BAHIR DAR, Ethiopia--Dozens of people were killed in fighting during a foiled coup by a rogue state militia in Ethiopia's Amhara region at the weekend, the regional government spokesman said on Wednesday, the first official report of significant clashes.


  The militia attacked the police headquarters, ruling party headquarters and president's office -- where they executed three top officials -- in Amhara's regional capital of Bahir Dar on Saturday, Asemahagh Aseres told Reuters on the sidelines of a state burial for the officials who were killed.
  The militia was a recently formed unit of the region's security services. It had appealed for others to join its take-over but were rebuffed, Asemahagh said.
  "They are part of our police. They are not independent," he told Reuters. "(But) most of the forces were not with them. They defended (us) very well."
  The fact that the militia were state forces rather than independent raises the stakes for the government of Prime Minister Abiy Ahmed, who has rolled out a package of economic and political reforms since taking office in April last year. He has lifted a ban on political parties, released journalists, rebels and prisoners, and prosecuted officials accused of abuses. But his shake-up of the military and intelligence services has earned him powerful enemies.
  His government is also struggling to contain discontent from Ethiopia's myriad ethnic groups fighting the federal government and each other for greater influence and resources. Outbreaks of ethnic violence have displaced around 2.4 million people, according to the United Nations.
  The spokesman said the militia had detained him when it took over a guesthouse for government officials and also tried and failed to take over the region's state media. He said the militia were then chased out of the city.
  A journalist confirmed to Reuters that militia members had approached, but withdrawn without firing at the media building's armed security. Regional state-run media has reported 13 deaths in the violence so far.

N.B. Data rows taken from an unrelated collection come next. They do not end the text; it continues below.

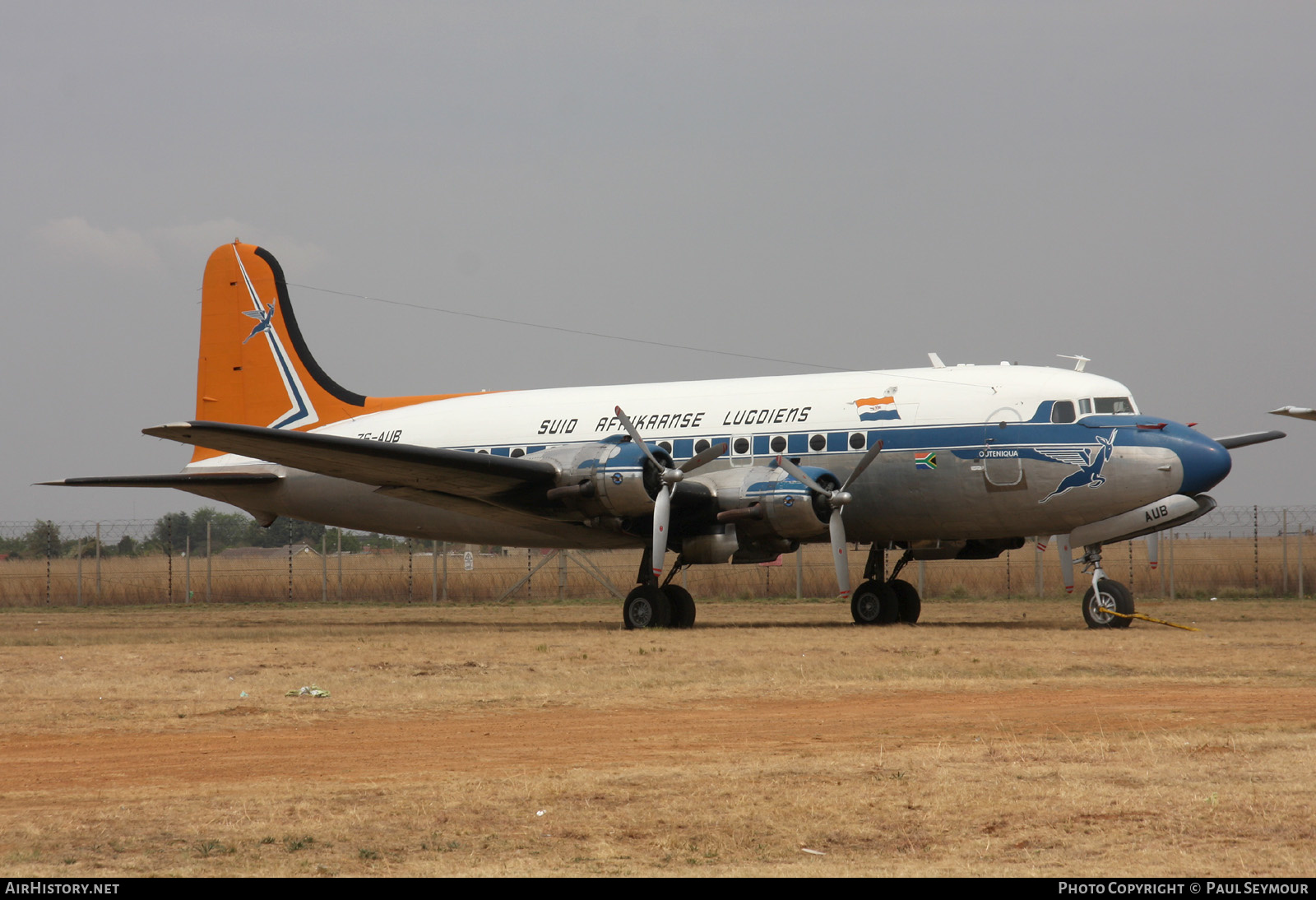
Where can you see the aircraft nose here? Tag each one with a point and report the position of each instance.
(1204, 462)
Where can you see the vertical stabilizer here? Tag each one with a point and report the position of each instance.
(254, 366)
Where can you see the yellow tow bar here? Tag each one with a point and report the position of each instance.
(1148, 619)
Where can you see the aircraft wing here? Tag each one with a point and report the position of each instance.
(182, 480)
(368, 462)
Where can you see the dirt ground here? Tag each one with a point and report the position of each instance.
(993, 739)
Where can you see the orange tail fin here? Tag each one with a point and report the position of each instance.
(254, 366)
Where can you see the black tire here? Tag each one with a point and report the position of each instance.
(874, 603)
(1096, 610)
(907, 601)
(646, 607)
(682, 605)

  Reuters could not independently verify Asemahagh's death toll, but two independent witnesses Reuters interviewed in a coffeehouse the night before confirmed the militia attacked the three targets he named.
  Details of more deaths in a separate but possibly linked attack in a neighbouring state also emerged on Wednesday. Men in camouflage uniforms killed more than 50 people and injured 23 others in the Metakal zone of the Benishangul-Gumuz region early on Monday, the region's peace and security bureau head Abera Bayeta told Reuters.

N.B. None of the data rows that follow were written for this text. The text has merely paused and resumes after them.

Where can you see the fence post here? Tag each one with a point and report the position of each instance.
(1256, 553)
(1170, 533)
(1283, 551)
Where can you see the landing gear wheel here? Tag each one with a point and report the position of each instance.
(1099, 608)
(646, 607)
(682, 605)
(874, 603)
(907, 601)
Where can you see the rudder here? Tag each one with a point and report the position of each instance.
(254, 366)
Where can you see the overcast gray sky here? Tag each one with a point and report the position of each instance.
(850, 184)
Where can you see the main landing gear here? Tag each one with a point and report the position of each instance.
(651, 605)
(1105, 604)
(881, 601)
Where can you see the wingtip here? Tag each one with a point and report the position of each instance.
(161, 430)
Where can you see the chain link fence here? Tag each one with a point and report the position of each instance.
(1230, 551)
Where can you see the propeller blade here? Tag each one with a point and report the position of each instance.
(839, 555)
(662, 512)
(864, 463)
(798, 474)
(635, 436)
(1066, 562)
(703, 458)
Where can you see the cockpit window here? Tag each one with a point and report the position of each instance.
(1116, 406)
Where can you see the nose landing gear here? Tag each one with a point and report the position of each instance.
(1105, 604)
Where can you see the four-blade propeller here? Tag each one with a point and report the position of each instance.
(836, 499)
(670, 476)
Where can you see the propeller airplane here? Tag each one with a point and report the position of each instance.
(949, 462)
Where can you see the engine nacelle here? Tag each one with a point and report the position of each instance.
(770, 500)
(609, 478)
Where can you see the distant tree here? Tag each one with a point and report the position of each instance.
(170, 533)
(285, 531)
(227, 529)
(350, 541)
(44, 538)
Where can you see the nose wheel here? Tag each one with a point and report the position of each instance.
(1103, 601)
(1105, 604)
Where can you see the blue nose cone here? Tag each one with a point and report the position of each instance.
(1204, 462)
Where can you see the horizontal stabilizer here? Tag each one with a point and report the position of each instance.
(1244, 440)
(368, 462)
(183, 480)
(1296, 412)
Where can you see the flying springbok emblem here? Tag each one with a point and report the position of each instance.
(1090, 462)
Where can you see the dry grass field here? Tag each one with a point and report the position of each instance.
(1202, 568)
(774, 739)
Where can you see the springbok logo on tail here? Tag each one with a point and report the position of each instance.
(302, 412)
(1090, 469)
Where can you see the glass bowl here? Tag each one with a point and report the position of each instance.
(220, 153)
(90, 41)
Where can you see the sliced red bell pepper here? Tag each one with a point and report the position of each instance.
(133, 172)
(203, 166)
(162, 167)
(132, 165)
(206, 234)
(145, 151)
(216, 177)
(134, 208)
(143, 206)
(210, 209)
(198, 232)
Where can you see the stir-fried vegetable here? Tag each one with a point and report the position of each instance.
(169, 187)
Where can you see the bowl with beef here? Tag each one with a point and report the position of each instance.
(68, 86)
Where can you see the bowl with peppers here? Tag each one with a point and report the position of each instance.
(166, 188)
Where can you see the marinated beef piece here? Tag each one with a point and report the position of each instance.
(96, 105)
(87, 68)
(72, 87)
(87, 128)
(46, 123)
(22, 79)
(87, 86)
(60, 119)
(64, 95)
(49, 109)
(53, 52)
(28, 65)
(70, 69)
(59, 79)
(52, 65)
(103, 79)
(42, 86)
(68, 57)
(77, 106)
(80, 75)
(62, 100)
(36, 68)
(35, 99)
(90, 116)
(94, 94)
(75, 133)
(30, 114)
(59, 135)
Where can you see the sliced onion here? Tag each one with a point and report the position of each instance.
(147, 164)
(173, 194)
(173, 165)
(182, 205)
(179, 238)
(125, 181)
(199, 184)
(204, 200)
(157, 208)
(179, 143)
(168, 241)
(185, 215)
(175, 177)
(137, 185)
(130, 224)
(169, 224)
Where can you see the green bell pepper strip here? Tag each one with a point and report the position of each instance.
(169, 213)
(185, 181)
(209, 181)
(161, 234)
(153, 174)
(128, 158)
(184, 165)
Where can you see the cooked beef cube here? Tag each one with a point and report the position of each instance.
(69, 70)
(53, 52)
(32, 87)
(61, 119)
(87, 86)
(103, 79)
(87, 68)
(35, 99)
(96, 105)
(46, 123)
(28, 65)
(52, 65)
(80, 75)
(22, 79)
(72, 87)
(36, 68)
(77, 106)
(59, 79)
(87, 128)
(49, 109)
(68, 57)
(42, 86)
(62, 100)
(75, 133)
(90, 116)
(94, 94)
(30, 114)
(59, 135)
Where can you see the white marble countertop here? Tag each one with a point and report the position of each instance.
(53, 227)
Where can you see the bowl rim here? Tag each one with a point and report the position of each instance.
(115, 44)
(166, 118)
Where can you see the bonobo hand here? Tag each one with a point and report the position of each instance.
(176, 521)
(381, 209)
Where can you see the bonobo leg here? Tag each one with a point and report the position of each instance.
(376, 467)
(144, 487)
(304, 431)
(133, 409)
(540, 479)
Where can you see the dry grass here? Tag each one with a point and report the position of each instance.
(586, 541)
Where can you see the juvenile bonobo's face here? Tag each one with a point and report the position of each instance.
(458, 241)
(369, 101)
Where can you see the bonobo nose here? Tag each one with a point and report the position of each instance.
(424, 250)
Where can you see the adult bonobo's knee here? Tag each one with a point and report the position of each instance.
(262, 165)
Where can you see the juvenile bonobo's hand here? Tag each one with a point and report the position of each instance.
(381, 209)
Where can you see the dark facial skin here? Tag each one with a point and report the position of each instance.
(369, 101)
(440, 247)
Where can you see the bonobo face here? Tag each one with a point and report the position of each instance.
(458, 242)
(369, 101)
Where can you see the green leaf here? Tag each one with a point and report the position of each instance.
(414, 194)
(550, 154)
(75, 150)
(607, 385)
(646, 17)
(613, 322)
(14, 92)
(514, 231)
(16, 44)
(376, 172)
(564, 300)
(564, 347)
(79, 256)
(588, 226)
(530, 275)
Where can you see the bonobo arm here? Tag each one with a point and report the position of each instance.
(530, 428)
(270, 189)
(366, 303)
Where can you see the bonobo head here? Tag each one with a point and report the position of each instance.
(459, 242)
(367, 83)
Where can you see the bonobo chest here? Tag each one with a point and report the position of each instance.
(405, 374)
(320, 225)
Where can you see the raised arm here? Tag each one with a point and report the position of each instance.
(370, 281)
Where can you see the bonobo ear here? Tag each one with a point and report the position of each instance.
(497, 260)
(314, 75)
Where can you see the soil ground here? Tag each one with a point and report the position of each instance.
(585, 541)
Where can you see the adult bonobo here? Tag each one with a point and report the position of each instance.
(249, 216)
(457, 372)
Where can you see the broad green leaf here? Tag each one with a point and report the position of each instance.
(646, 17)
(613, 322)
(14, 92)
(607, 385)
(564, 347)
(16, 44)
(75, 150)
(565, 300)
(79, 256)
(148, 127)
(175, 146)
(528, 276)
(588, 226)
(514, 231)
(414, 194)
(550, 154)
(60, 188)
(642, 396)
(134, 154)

  "We are still investigating but we have our suspicion that those attackers might be the same people who were involved in the coup in Amhara region," he said. Reuters was unable to independently verify his account.
  The government has accused Amhara's former security chief of masterminding the twin attacks that killed the region's president Ambachew Mekonnen and two other officials in Bahir Dar, and the chief of staff and another general 325 kilometres (200 miles) away in the national capital Addis Ababa the same night. Alleged coup mastermind Asamnew Tsige, who was shot dead by security forces on Monday, was accused of trying to seize control of Amhara, not the whole country.
  But that was still a strike at the heart of Ethiopia’s political system – a federation stitched from a patchwork of ethnic groups and traditions. Thousands lined the streets in Ethiopia's two main northern cities on Wednesday in mourning. But within the crowds, many said they were not happy with the government.
  In Bahir Dar, capital of Amhara, priests from Ethiopia's Orthodox church gave sermons calling for forgiveness as the bodies of officials were laid out at the presidential house. Three flower-covered black hearses carrying the state president, his adviser and the state's attorney general wound their way through the streets accompanied by traditional flute music before being buried with military salutes.